For a long time, that wave of ground-level popularity sustained Carson’s slowly germinating presidential campaign. Fundraising came largely through high-volume, low-dollar donations from regular folks who had bought in.
Then, Carson hit the GOP debate stage. And while his performance as an orator hasn’t exactly impressed the pundits, the tremendous national exposure the debates have brought him have helped to elevate his campaign fundraising power … big time.
However Carson fared in the debates, there’s no indication Carson’s grass-roots support has waned any. In fact, that very exposure has helped lift Carson’s personal fundraising effort as the Republican primary season matures and viable candidates begin to separate from the field.
Carson’s war chest, in fact, has swollen enough to make well-connected plutocrats like Hillary Clinton envious. In fact, about the only candidate from either party who wouldn’t envy Carson’s newfound fundraising prowess, at least with regular people, is the independently wealthy outlier — and polling leader — Donald Trump.
From Breitbart Friday:
GOP candidate Ben Carson’s campaign reported raising an impressive $20 million in the third Quarter reporting period.… Given their relative positions in the polls, it isn’t surprising that Carson outraised [Rand] Paul [who had raised only $4 million in cash] by such a large amount.
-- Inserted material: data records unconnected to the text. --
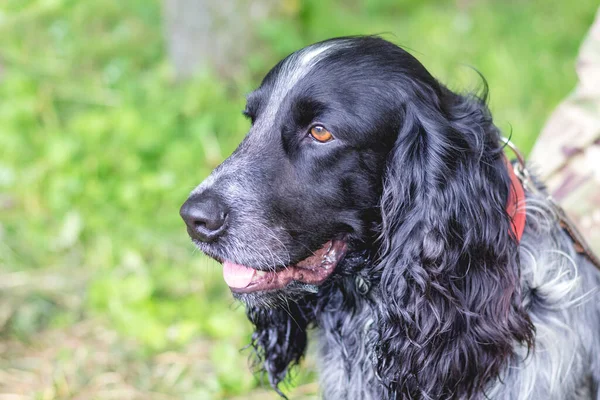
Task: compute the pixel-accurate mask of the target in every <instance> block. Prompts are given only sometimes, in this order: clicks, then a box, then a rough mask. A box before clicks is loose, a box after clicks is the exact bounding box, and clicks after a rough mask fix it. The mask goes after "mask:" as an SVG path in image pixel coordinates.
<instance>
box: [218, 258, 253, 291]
mask: <svg viewBox="0 0 600 400" xmlns="http://www.w3.org/2000/svg"><path fill="white" fill-rule="evenodd" d="M255 273H256V270H254V269H252V268H248V267H244V266H243V265H239V264H234V263H232V262H229V261H225V262H224V263H223V278H224V279H225V283H227V285H229V287H232V288H236V289H243V288H245V287H246V286H248V285H249V284H250V282H252V278H254V274H255Z"/></svg>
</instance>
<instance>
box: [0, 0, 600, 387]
mask: <svg viewBox="0 0 600 400" xmlns="http://www.w3.org/2000/svg"><path fill="white" fill-rule="evenodd" d="M285 3H286V9H287V10H288V11H287V13H286V15H283V16H281V17H280V18H278V19H273V20H270V21H268V22H265V23H263V24H262V25H261V26H260V27H259V29H258V31H257V32H256V34H257V35H258V36H259V37H260V38H261V40H262V41H263V43H264V46H262V47H261V48H260V49H257V50H256V51H253V52H252V54H251V55H249V57H248V66H247V68H246V69H245V70H244V72H243V73H241V74H240V76H238V77H236V78H235V79H234V80H229V81H224V80H222V79H220V78H219V74H218V71H210V70H201V71H199V72H198V74H197V75H196V76H195V77H194V78H193V79H191V80H188V81H186V82H182V83H177V82H176V81H175V79H174V78H173V71H172V68H171V66H170V65H169V62H168V60H167V56H166V52H165V48H164V39H163V26H162V21H161V4H160V2H159V1H157V0H152V1H148V0H128V1H119V0H86V1H76V0H4V1H3V2H1V3H0V342H2V343H5V344H6V343H17V342H18V343H25V344H27V345H28V346H31V348H35V347H36V343H48V344H47V345H48V346H52V343H53V341H52V340H48V339H47V337H46V336H44V335H45V334H46V333H47V332H51V333H52V335H57V334H58V333H57V332H59V333H60V332H64V333H65V336H64V338H65V340H68V338H72V337H73V335H69V334H68V333H69V332H72V331H73V329H74V327H77V326H78V324H80V323H81V322H80V321H82V320H83V321H86V320H94V321H100V322H98V324H100V325H101V326H103V327H106V329H110V330H111V331H112V330H114V331H116V332H118V338H120V339H114V343H117V342H120V341H121V340H123V341H132V343H135V345H134V348H135V350H134V351H131V352H127V351H119V350H113V351H112V353H110V354H112V356H114V357H119V356H120V357H122V362H123V363H128V362H132V361H131V360H132V359H133V361H135V362H136V363H142V364H143V363H148V364H149V365H154V364H152V363H153V361H152V360H154V357H156V354H163V353H165V352H170V351H174V352H178V354H185V352H186V349H189V346H191V345H194V343H202V344H203V346H204V347H206V351H205V353H206V354H205V355H204V356H203V357H205V361H206V364H205V365H204V364H203V367H202V368H204V370H203V371H204V373H203V376H201V377H198V376H196V377H194V378H193V379H192V378H190V379H192V380H190V381H189V382H192V383H193V384H189V385H188V386H185V385H182V384H180V383H177V382H181V381H182V378H178V379H179V380H177V379H175V380H174V381H173V382H171V384H170V386H169V385H163V386H160V387H158V388H156V387H153V386H152V385H146V386H144V385H143V384H141V383H139V381H136V382H137V383H135V382H129V383H130V384H131V385H134V386H135V387H137V388H138V389H139V388H142V389H143V388H146V389H147V390H152V393H158V392H160V393H163V394H171V395H174V396H177V395H178V394H179V395H182V394H183V393H201V394H202V395H201V396H200V397H192V398H228V397H230V396H236V395H237V396H244V394H245V393H247V392H248V391H249V390H250V389H251V388H254V387H256V386H257V385H258V383H257V381H256V380H255V379H254V378H252V377H251V375H250V373H249V372H247V371H246V370H245V368H244V367H245V365H246V361H245V359H246V354H245V353H244V354H240V353H238V352H237V349H239V348H241V347H242V346H243V345H245V344H246V343H247V339H248V335H249V333H250V330H249V326H248V323H247V322H246V321H245V319H244V316H243V310H242V309H240V308H239V307H237V306H235V305H234V304H233V303H232V300H231V298H230V295H229V293H228V291H227V289H226V287H225V285H224V284H223V283H222V280H221V277H220V272H219V269H218V268H216V267H215V265H214V264H213V263H212V262H210V261H209V260H207V259H206V258H205V257H204V256H202V255H201V254H199V253H198V252H197V251H194V249H193V247H192V245H191V244H190V243H189V240H188V238H187V235H186V233H185V230H184V228H183V224H182V222H181V221H180V219H179V216H178V208H179V206H180V204H181V203H182V202H183V201H184V199H185V198H186V196H187V194H188V193H189V191H190V190H191V189H192V188H193V187H194V186H195V185H197V184H198V183H199V182H200V181H201V180H202V179H203V178H204V177H205V176H206V175H207V174H208V173H209V172H210V170H211V169H212V168H214V167H215V166H216V165H217V164H218V163H219V162H220V161H221V160H222V159H223V158H224V157H226V156H227V155H228V154H229V153H230V152H231V151H233V149H234V148H235V146H236V144H237V143H238V142H239V141H240V139H241V138H242V137H243V135H244V134H245V132H246V131H247V129H248V124H247V122H246V121H245V120H244V118H243V117H242V116H241V113H240V111H241V110H242V109H243V107H244V94H245V93H247V92H249V91H250V90H251V89H252V88H253V87H254V86H256V85H257V84H258V83H259V82H260V78H261V76H262V75H263V74H264V73H265V72H266V71H267V70H268V68H269V67H270V66H272V65H273V64H274V63H275V62H276V61H277V60H278V59H279V58H281V57H283V56H285V55H287V54H288V53H290V52H292V51H294V50H296V49H297V48H299V47H301V46H304V45H306V44H309V43H311V42H314V41H317V40H322V39H326V38H329V37H333V36H340V35H348V34H382V35H383V36H384V37H385V38H387V39H389V40H392V41H394V42H396V43H398V44H401V45H403V46H405V47H406V48H407V49H408V50H409V51H411V52H412V53H413V54H414V55H416V56H417V58H419V59H420V60H421V61H422V62H423V63H424V64H425V65H426V67H427V68H428V69H429V70H430V71H432V72H433V74H434V75H435V76H437V77H439V78H440V79H441V80H442V81H444V82H446V83H447V84H448V85H449V86H450V87H451V88H453V89H457V90H463V89H466V90H469V89H476V88H477V87H479V86H480V82H479V78H478V76H477V74H476V73H475V72H474V71H473V70H472V69H471V68H470V66H472V67H475V68H476V69H478V70H479V71H481V73H482V74H483V75H484V76H485V77H486V78H487V80H488V82H489V86H490V91H491V108H492V111H493V113H494V115H495V118H496V122H497V124H498V125H499V126H500V127H501V128H502V129H503V130H504V131H506V132H512V134H513V137H514V140H515V142H516V143H517V144H518V145H520V146H521V147H522V148H524V149H526V150H527V149H529V148H530V147H531V145H532V143H533V141H534V140H535V137H536V135H537V133H538V132H539V131H540V129H541V127H542V125H543V123H544V121H545V119H546V118H547V117H548V115H549V113H550V112H551V111H552V109H553V108H554V107H555V106H556V105H557V104H558V102H559V101H560V100H561V99H562V98H563V97H565V96H566V95H567V94H568V93H569V91H570V90H571V89H572V88H573V86H574V84H575V81H576V79H575V71H574V60H575V56H576V54H577V49H578V46H579V43H580V42H581V40H582V38H583V35H584V33H585V32H586V31H587V29H588V27H589V26H590V24H591V22H592V20H593V15H594V12H595V10H596V7H597V6H598V5H597V3H596V1H594V0H578V1H576V2H564V1H559V0H549V1H541V0H540V1H531V0H511V1H500V0H498V1H492V0H481V1H476V0H471V1H470V0H461V1H457V2H451V1H433V0H426V1H417V0H368V1H364V2H359V1H357V0H353V1H349V2H345V3H344V5H342V3H341V2H334V1H332V0H326V1H322V0H321V1H319V0H307V1H299V0H295V1H294V0H286V1H285ZM51 337H54V336H51ZM57 340H58V339H57ZM81 340H83V343H84V344H82V346H84V347H85V346H91V347H93V346H95V344H94V343H95V342H94V341H93V340H92V341H90V342H89V343H87V344H86V343H85V340H84V339H81ZM111 343H113V342H111ZM114 343H113V344H114ZM11 347H12V345H11ZM109 347H110V346H109ZM27 348H29V347H27V346H25V347H24V350H23V353H22V354H20V355H17V354H13V353H10V357H8V356H7V358H5V359H4V361H3V363H4V364H3V365H2V366H5V367H7V368H12V369H15V368H16V369H17V370H19V368H21V367H19V363H18V362H17V360H20V359H21V358H20V357H24V354H25V352H26V350H25V349H27ZM7 354H8V353H7ZM36 354H37V353H36ZM194 354H195V353H194ZM140 368H141V367H140ZM182 368H183V367H182ZM186 368H187V367H186ZM141 370H143V368H141ZM192 370H194V369H193V368H192V369H190V370H189V371H188V373H187V375H186V376H188V375H189V376H193V375H194V373H193V372H192ZM91 371H95V370H93V369H92V370H91ZM194 371H196V370H194ZM206 371H210V373H206ZM32 373H34V374H40V373H41V372H39V371H37V372H32ZM94 373H95V372H94ZM196 373H198V372H197V371H196ZM90 374H92V372H90ZM140 374H142V375H143V372H140ZM92 375H93V374H92ZM183 375H185V374H183ZM140 379H141V378H140ZM146 379H150V378H148V377H146ZM311 379H313V374H312V373H302V374H301V375H300V377H299V379H298V380H297V381H299V382H308V381H310V380H311ZM6 382H9V383H10V382H11V381H10V380H4V381H3V380H2V376H1V375H0V393H2V392H3V391H5V392H7V393H10V392H11V390H13V391H17V389H16V386H11V385H10V384H9V383H6ZM169 382H170V381H169ZM189 382H188V383H189ZM82 385H84V384H83V383H81V384H80V389H76V387H74V386H73V384H71V389H70V390H71V392H73V391H77V390H83V389H81V388H82V387H83V386H82ZM190 385H191V386H190ZM55 386H56V385H55ZM55 386H53V387H55ZM186 388H187V389H186ZM142 389H140V390H142ZM146 389H143V390H146ZM192 389H193V390H192ZM36 390H38V389H36ZM42 392H43V390H42V389H39V393H38V392H36V395H38V394H39V396H42V395H43V396H46V394H43V393H42ZM71 392H69V393H71ZM40 393H42V394H40ZM44 393H45V392H44ZM52 393H54V394H52ZM52 393H51V394H50V395H49V396H50V397H48V396H46V397H40V398H66V397H62V396H63V395H61V393H63V392H60V391H57V390H55V392H52ZM149 393H150V392H149ZM294 393H300V392H299V391H296V392H294ZM51 396H55V397H51ZM72 397H73V396H72ZM73 398H75V397H73ZM106 398H108V397H106ZM141 398H144V397H143V396H142V397H141ZM146 398H149V397H146ZM156 398H159V397H156ZM175 398H178V397H175Z"/></svg>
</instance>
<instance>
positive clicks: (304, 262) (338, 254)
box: [223, 239, 346, 293]
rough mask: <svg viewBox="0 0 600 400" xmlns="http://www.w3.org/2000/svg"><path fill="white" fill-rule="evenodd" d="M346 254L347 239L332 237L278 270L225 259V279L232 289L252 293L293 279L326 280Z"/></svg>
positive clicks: (313, 280)
mask: <svg viewBox="0 0 600 400" xmlns="http://www.w3.org/2000/svg"><path fill="white" fill-rule="evenodd" d="M345 254H346V242H345V241H343V240H337V239H334V240H330V241H329V242H327V243H325V245H324V246H323V247H322V248H320V249H319V250H317V251H315V252H314V253H313V255H312V256H310V257H307V258H305V259H304V260H302V261H300V262H298V263H297V264H295V265H290V266H287V267H285V268H283V269H280V270H277V271H259V270H256V269H254V268H250V267H246V266H244V265H239V264H235V263H233V262H230V261H224V262H223V278H224V279H225V282H226V283H227V285H229V287H230V288H231V290H232V291H233V292H236V293H251V292H257V291H263V290H275V289H281V288H284V287H285V286H287V285H288V284H289V283H290V282H292V281H297V282H303V283H308V284H313V285H318V284H321V283H323V281H325V279H327V277H329V275H331V273H332V272H333V270H334V269H335V267H336V265H337V264H338V262H339V261H340V260H341V259H342V258H343V257H344V255H345Z"/></svg>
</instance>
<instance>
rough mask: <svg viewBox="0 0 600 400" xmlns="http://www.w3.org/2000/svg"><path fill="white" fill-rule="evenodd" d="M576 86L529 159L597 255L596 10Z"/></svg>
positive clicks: (559, 106) (587, 36)
mask: <svg viewBox="0 0 600 400" xmlns="http://www.w3.org/2000/svg"><path fill="white" fill-rule="evenodd" d="M577 75H578V77H579V83H578V85H577V87H576V89H575V91H574V92H573V93H572V94H571V95H570V96H569V97H568V98H567V99H566V100H565V101H564V102H563V103H562V104H561V105H560V106H559V107H558V108H557V109H556V111H555V112H554V114H553V115H552V116H551V117H550V119H549V120H548V122H547V123H546V126H545V127H544V129H543V130H542V133H541V135H540V137H539V138H538V141H537V142H536V144H535V146H534V148H533V150H532V152H531V154H530V157H529V158H530V160H531V161H532V163H533V164H534V165H535V168H536V170H537V172H539V173H540V174H541V177H542V179H544V181H545V182H546V183H547V185H548V189H549V191H550V193H551V194H552V196H554V198H555V199H556V200H557V201H558V202H559V203H560V204H561V205H562V206H563V207H564V209H565V211H566V212H567V214H568V215H569V217H571V218H572V219H573V221H574V222H575V223H576V225H577V226H578V228H579V230H580V231H581V233H582V234H583V236H584V237H585V238H586V239H587V241H588V242H589V244H590V245H591V247H592V248H593V250H595V252H596V254H600V10H599V12H598V14H597V15H596V20H595V21H594V24H593V25H592V28H591V30H590V32H589V33H588V36H587V38H586V39H585V41H584V43H583V45H582V46H581V49H580V54H579V58H578V61H577Z"/></svg>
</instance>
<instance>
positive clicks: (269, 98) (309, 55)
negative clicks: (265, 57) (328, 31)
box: [257, 42, 339, 127]
mask: <svg viewBox="0 0 600 400" xmlns="http://www.w3.org/2000/svg"><path fill="white" fill-rule="evenodd" d="M334 47H336V48H339V43H335V42H329V43H320V44H316V45H313V46H310V47H307V48H305V49H302V50H300V51H299V52H297V53H294V54H292V55H291V56H290V57H289V58H288V59H287V60H286V61H285V63H284V64H283V65H282V67H281V71H280V72H279V75H278V76H277V80H276V82H275V86H274V87H273V90H272V92H271V96H270V97H269V101H268V103H267V107H266V108H265V112H264V115H263V116H261V118H260V119H259V120H258V121H257V123H258V124H259V126H260V127H268V126H269V125H270V124H272V123H273V121H274V119H275V115H277V111H278V110H279V107H280V105H281V103H282V101H283V100H284V99H285V97H286V96H287V94H288V93H289V92H290V91H291V90H292V88H293V87H294V86H295V85H296V84H297V83H298V81H300V79H302V77H304V76H305V75H306V74H307V73H308V72H309V71H310V70H311V69H312V68H313V67H314V66H315V64H317V62H319V61H320V60H322V59H323V57H324V56H325V55H326V54H327V53H329V52H330V50H331V49H333V48H334Z"/></svg>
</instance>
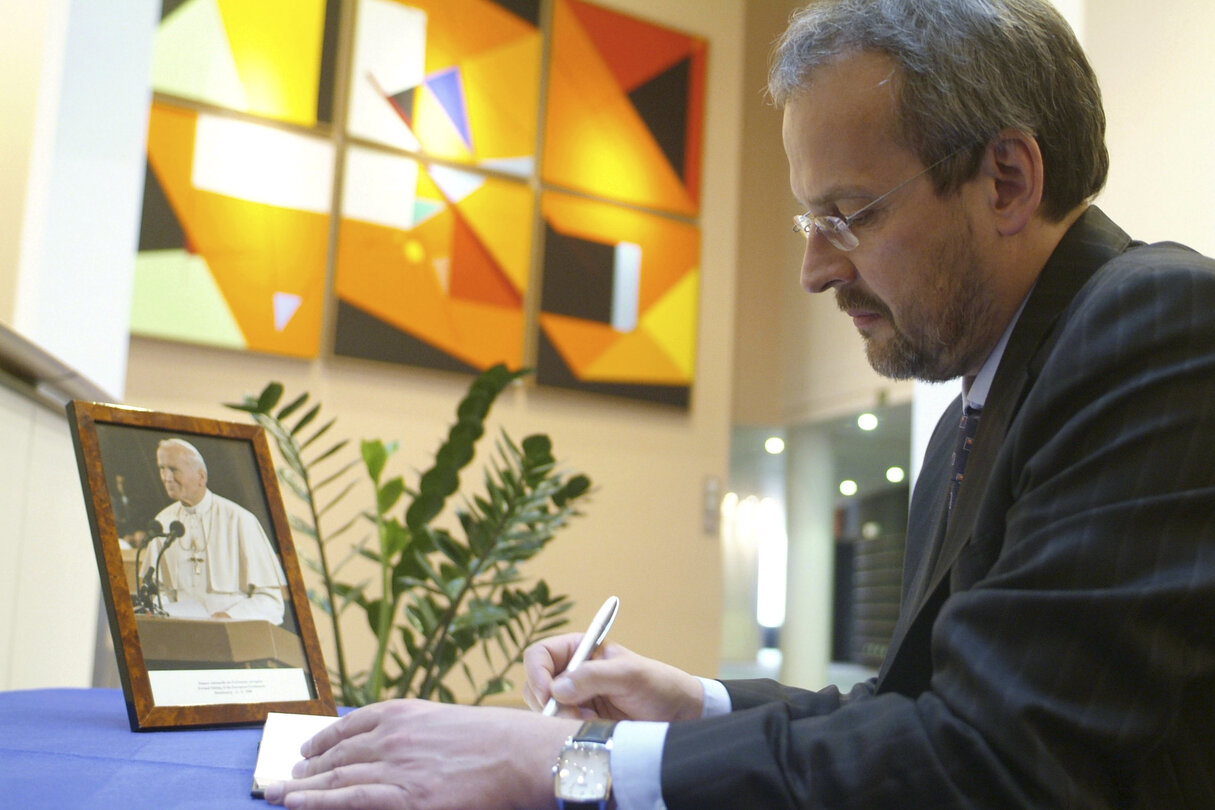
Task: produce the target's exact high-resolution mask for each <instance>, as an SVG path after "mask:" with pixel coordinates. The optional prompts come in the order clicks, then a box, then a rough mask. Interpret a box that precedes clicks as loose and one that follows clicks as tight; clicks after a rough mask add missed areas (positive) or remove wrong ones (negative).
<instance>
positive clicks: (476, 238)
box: [450, 209, 522, 308]
mask: <svg viewBox="0 0 1215 810" xmlns="http://www.w3.org/2000/svg"><path fill="white" fill-rule="evenodd" d="M452 210H453V214H454V215H456V216H454V227H453V228H452V253H451V257H452V259H451V261H452V265H451V288H450V290H451V296H452V298H453V299H460V300H464V301H479V302H481V304H492V305H495V306H504V307H512V308H518V307H520V306H522V299H521V298H520V295H519V291H518V290H516V289H515V288H514V285H513V284H512V283H510V281H509V279H508V278H507V274H505V273H503V272H502V271H501V270H499V268H498V264H497V261H495V259H493V255H492V254H491V253H490V251H488V250H487V249H486V248H485V245H484V244H482V243H481V240H480V239H479V238H477V236H476V233H474V232H473V228H470V227H469V226H468V222H465V221H464V217H463V216H460V215H459V211H457V210H454V209H452Z"/></svg>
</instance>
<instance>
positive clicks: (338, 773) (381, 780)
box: [266, 701, 580, 810]
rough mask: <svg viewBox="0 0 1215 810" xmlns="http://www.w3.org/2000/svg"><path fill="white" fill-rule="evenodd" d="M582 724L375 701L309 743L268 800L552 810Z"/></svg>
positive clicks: (431, 706) (561, 721)
mask: <svg viewBox="0 0 1215 810" xmlns="http://www.w3.org/2000/svg"><path fill="white" fill-rule="evenodd" d="M578 725H580V721H578V720H572V719H565V718H547V716H542V715H538V714H533V713H530V712H522V710H516V709H504V708H484V707H469V706H451V704H441V703H431V702H428V701H386V702H383V703H375V704H372V706H367V707H363V708H361V709H357V710H355V712H351V713H350V714H347V715H346V716H344V718H343V719H340V720H338V721H337V723H334V724H333V725H330V726H328V727H326V729H324V730H323V731H321V732H320V733H317V735H316V736H315V737H312V738H311V740H310V741H307V742H306V743H304V746H303V748H301V749H300V753H301V754H303V755H304V757H305V760H304V761H301V763H299V764H298V765H296V766H295V771H294V774H293V776H294V778H293V780H292V781H290V782H284V783H282V784H275V786H271V787H269V788H267V789H266V800H267V801H269V803H271V804H282V805H286V806H288V808H295V809H299V808H304V809H306V810H330V809H333V810H337V809H346V808H358V809H361V810H380V809H385V810H386V809H390V808H392V809H395V808H402V809H403V808H408V809H409V810H467V809H468V808H479V810H525V809H527V810H531V809H536V810H548V809H550V808H555V806H556V801H555V799H554V798H553V777H552V767H553V763H555V761H556V755H558V753H559V752H560V748H561V743H563V742H564V741H565V738H566V737H569V736H570V735H571V733H573V732H575V731H577V729H578Z"/></svg>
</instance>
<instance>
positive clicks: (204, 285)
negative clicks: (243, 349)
mask: <svg viewBox="0 0 1215 810" xmlns="http://www.w3.org/2000/svg"><path fill="white" fill-rule="evenodd" d="M134 281H135V284H134V289H132V290H131V333H132V334H137V335H148V336H152V338H164V339H168V340H182V341H186V342H205V344H208V345H210V346H225V347H227V349H247V344H245V340H244V335H242V334H241V328H239V327H238V325H237V323H236V318H233V317H232V311H231V310H230V308H228V305H227V301H225V300H224V296H222V295H221V294H220V290H219V288H216V287H215V279H214V278H213V277H211V273H210V270H209V268H208V267H207V262H205V261H203V259H202V257H200V256H197V255H193V254H190V253H186V251H185V250H143V251H141V253H140V254H139V256H136V259H135V279H134Z"/></svg>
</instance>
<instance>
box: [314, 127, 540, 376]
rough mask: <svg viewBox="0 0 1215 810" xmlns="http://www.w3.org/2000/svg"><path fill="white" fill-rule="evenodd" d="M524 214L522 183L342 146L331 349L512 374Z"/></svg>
mask: <svg viewBox="0 0 1215 810" xmlns="http://www.w3.org/2000/svg"><path fill="white" fill-rule="evenodd" d="M533 206H535V202H533V194H532V192H531V189H530V188H529V186H527V185H526V183H524V182H519V181H513V180H504V179H498V177H491V176H486V175H484V174H479V172H474V171H470V170H463V169H454V168H451V166H445V165H428V164H422V163H418V162H417V160H413V159H412V158H407V157H401V155H395V154H389V153H384V152H380V151H374V149H367V148H361V147H351V148H350V149H347V152H346V171H345V185H344V186H343V198H341V220H340V225H339V232H338V257H337V268H335V282H334V285H335V291H337V295H338V328H337V338H335V345H334V351H335V352H337V353H338V355H344V356H349V357H365V358H369V359H382V361H389V362H396V363H405V364H411V366H426V367H430V368H441V369H450V370H462V372H476V370H482V369H486V368H488V367H491V366H493V364H496V363H505V364H507V366H509V367H510V368H519V367H520V364H521V357H522V345H524V295H525V293H526V290H527V274H529V265H530V256H531V221H532V209H533Z"/></svg>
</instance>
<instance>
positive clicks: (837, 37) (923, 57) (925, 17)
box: [768, 0, 1109, 221]
mask: <svg viewBox="0 0 1215 810" xmlns="http://www.w3.org/2000/svg"><path fill="white" fill-rule="evenodd" d="M859 51H872V52H878V53H885V55H887V56H888V57H889V58H891V60H893V62H894V63H895V64H897V66H898V70H897V74H895V77H893V78H894V84H895V96H894V97H895V117H897V124H895V126H897V130H898V131H895V132H894V134H893V136H894V137H895V138H897V140H898V142H900V143H903V145H905V146H906V147H908V148H910V149H911V151H912V152H915V153H916V154H917V155H919V157H920V160H921V162H922V163H923V165H926V166H927V165H932V164H933V163H936V162H937V160H940V159H943V158H945V155H948V154H950V153H951V152H954V151H956V149H960V148H961V149H962V152H961V153H960V154H959V155H956V157H955V158H953V159H949V160H945V162H944V163H942V164H940V165H939V166H937V168H936V169H933V170H932V172H931V175H932V177H933V181H934V183H936V187H937V193H938V194H943V193H946V192H949V191H953V189H956V188H957V187H959V186H961V185H962V183H963V182H966V181H967V180H970V179H971V177H973V176H974V174H976V172H977V171H978V166H979V159H981V157H982V153H983V148H984V147H985V146H987V145H988V143H989V142H990V140H991V138H993V137H995V136H996V135H998V134H999V132H1000V131H1001V130H1005V129H1013V130H1017V131H1022V132H1027V134H1029V135H1032V136H1034V137H1035V138H1036V140H1038V145H1039V148H1040V149H1041V153H1042V163H1044V166H1045V169H1044V174H1045V181H1044V189H1042V215H1044V216H1046V217H1047V219H1050V220H1055V221H1058V220H1062V219H1063V217H1064V216H1066V215H1067V213H1068V211H1070V210H1072V209H1074V208H1075V206H1076V205H1080V204H1083V203H1085V202H1087V200H1089V199H1091V198H1092V197H1095V196H1096V194H1097V192H1098V191H1101V187H1102V186H1104V183H1106V175H1107V172H1108V170H1109V154H1108V153H1107V151H1106V142H1104V134H1106V114H1104V111H1103V109H1102V104H1101V90H1100V89H1098V86H1097V79H1096V75H1095V74H1093V72H1092V68H1091V67H1090V66H1089V61H1087V58H1085V55H1084V51H1083V50H1081V49H1080V44H1079V43H1078V41H1076V39H1075V35H1074V34H1073V33H1072V29H1070V27H1069V26H1068V24H1067V21H1064V19H1063V17H1062V16H1061V15H1059V13H1058V12H1057V11H1056V10H1055V9H1053V7H1052V6H1051V5H1050V4H1049V2H1046V0H819V1H816V2H812V4H810V5H809V6H807V7H804V9H802V10H801V11H797V12H796V13H795V15H793V16H792V18H791V19H790V24H789V28H787V29H786V30H785V33H784V35H782V36H781V38H780V40H779V41H778V44H776V50H775V55H774V61H773V67H772V70H770V73H769V77H768V94H769V96H770V97H772V100H773V101H774V102H775V103H776V104H779V106H784V104H786V103H787V102H789V101H790V98H792V97H793V96H796V95H797V92H798V91H799V90H802V89H803V87H806V86H807V85H808V84H809V83H810V81H812V80H813V77H812V74H813V72H814V70H815V68H819V67H821V66H824V64H827V63H831V62H833V61H836V60H838V58H841V57H844V56H848V55H849V53H855V52H859ZM967 146H973V148H972V149H965V148H963V147H967Z"/></svg>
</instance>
Carson’s total, however, was also almost as much as either Hillary Clinton or Sen. Bernie Sanders (I-VT) raised for the quarter. Considering the fact that Carson faces far more opponents than either of the Democrats, his number is especially noteworthy.Although Jeb Bush’s Super PAC lapped all candidates with a massive $100 million haul in the second Quarter, his personal campaign raised just over $11 million. Jeb’s modest fundraising for his personal campaign in the second Quarter may have been a high-water mark, however, as over 80 percent of the donations came from supporters who had maxed out their contributions.
As you can probably tell from the allusion to the Jeb Bush Super PAC, Carson’s $20 million reflects individual donations, not mammoth corporate aggregation. But he isn’t exactly hurting, at the moment, in that department either.
“First came the grass-roots support,” The New York Times reportedlast month. “Now Ben Carson, the retired neurosurgeon who has quietly arrived near the front of the Republican presidential field, is scooping up $100,000 a night from wealthy donors in Texas and California — evidence that he is fast transforming from a novelty candidate into one to be taken seriously by rivals and party leaders alike.”
And Carson’s campaign spokesman, Doug Watts, told the Times his grassroots-reliant candidate fully expects to be able to compete with the sort of major outside fundraising that has propelled establishment candidates like Bush.
“We think we have enough money to compete with anyone, even $100 million super PACs, all the way through the [Republican] convention,” he said. “We’re not worried about money at all.”